Mrs Roberts' employment with Aegon terminated in January 2007 by reason of redundancy. She immediately started a new job where she received a more favourable remuneration package however in her new job she only had access to a money purchase pension scheme whereas at Aegon she was a member of a final salary pension scheme.
In September 2007 Mrs Roberts left her new job after a period of ill health and a dispute with her employer. She negotiated an ex-gratia payment and signed a compromise agreement.
The Employment Tribunal upheld an unfair dismissal claim brought by Mrs Roberts against Aegon. However, at a remedy hearing, the Tribunal did not award compensation for loss of earnings because Mrs Roberts' new employment, although not continuing, had broken the chain of causation. Nonetheless, the Tribunal found that there was a continuing pension loss for the reason that "it is unlikely that the Claimant will find employment that will offer a final salary pension. It is more likely that any pension arrangements in her new employment would involve a money purchase scheme".
Aegon appealed against the Tribunal's decision, arguing that pension rights and loss of earnings should not have been treated separately and that Mrs Roberts' new employment should have broken the chain of causation in relation to loss of pension rights in the same way that it had for loss of earnings.
The EAT held:
- An employee acquiring fresh employment, on the same or better terms, "does not by itself stop the clock running as far as losses flowing from the original dismissal are concerned";
- In assessing compensation, a Tribunal must compare the two employments "both in purely financial terms and in other benefits which may be incapable of being compared in purely mathematical terms";
- The Tribunal was entitled in this case to find as it did that Mrs Roberts' loss of the final salary pension scheme was a unique type of loss.
- In particular the Tribunal should have in mind that in a final salary pension scheme the risk is very much on the employer, whereas in a money purchase scheme the risk is very much on the employee.

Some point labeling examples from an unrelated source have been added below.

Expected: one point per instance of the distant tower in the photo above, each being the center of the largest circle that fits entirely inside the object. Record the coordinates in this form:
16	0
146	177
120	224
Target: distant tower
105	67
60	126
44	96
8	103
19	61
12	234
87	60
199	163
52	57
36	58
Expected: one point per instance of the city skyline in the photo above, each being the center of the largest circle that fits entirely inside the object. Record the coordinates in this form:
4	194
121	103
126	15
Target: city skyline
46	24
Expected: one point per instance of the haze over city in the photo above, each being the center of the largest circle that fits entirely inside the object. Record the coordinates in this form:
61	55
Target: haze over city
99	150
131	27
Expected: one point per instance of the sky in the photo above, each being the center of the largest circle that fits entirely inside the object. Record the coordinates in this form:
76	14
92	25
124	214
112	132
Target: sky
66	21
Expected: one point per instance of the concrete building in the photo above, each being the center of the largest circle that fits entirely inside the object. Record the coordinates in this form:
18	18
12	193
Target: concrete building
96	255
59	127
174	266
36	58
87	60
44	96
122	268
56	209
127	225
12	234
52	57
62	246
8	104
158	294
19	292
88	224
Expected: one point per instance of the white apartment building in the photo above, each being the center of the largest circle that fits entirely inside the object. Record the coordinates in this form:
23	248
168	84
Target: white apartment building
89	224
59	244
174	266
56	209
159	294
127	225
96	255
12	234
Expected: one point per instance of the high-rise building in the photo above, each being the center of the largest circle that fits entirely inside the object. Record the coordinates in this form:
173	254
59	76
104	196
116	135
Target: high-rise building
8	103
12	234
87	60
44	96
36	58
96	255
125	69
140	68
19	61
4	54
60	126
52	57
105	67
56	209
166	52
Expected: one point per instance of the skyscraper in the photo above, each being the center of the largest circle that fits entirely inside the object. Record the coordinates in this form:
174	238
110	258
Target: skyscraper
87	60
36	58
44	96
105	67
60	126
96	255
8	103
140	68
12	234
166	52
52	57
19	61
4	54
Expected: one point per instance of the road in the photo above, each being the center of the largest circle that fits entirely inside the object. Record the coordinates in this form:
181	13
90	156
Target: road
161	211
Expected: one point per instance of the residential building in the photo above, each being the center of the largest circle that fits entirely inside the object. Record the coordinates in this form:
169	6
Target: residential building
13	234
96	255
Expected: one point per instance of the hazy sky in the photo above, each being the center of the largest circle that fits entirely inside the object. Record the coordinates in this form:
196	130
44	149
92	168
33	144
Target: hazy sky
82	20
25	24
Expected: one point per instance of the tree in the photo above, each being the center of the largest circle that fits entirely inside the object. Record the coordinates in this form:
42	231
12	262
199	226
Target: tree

The EAT emphasised that due to the lack of opportunity to join final salary schemes it is becoming increasingly difficult for Claimants unfairly dismissed from employment in which they were members of a final salary scheme to mitigate their loss. The EAT accepted that Tribunals are entitled to take this on board when assessing compensation.
However this case does not change the existing line of authority that the likely value of any subsequent benefits from membership of a money purchase scheme should be deducted from any compensation for future pension loss.
This case serves as a useful reminder that in an unfair dismissal claim, where an employee has found new employment with comparable earnings, it does not necessarily mean that their losses will be stemmed. Where the employee was a member of a final salary pension scheme ongoing losses could be significant.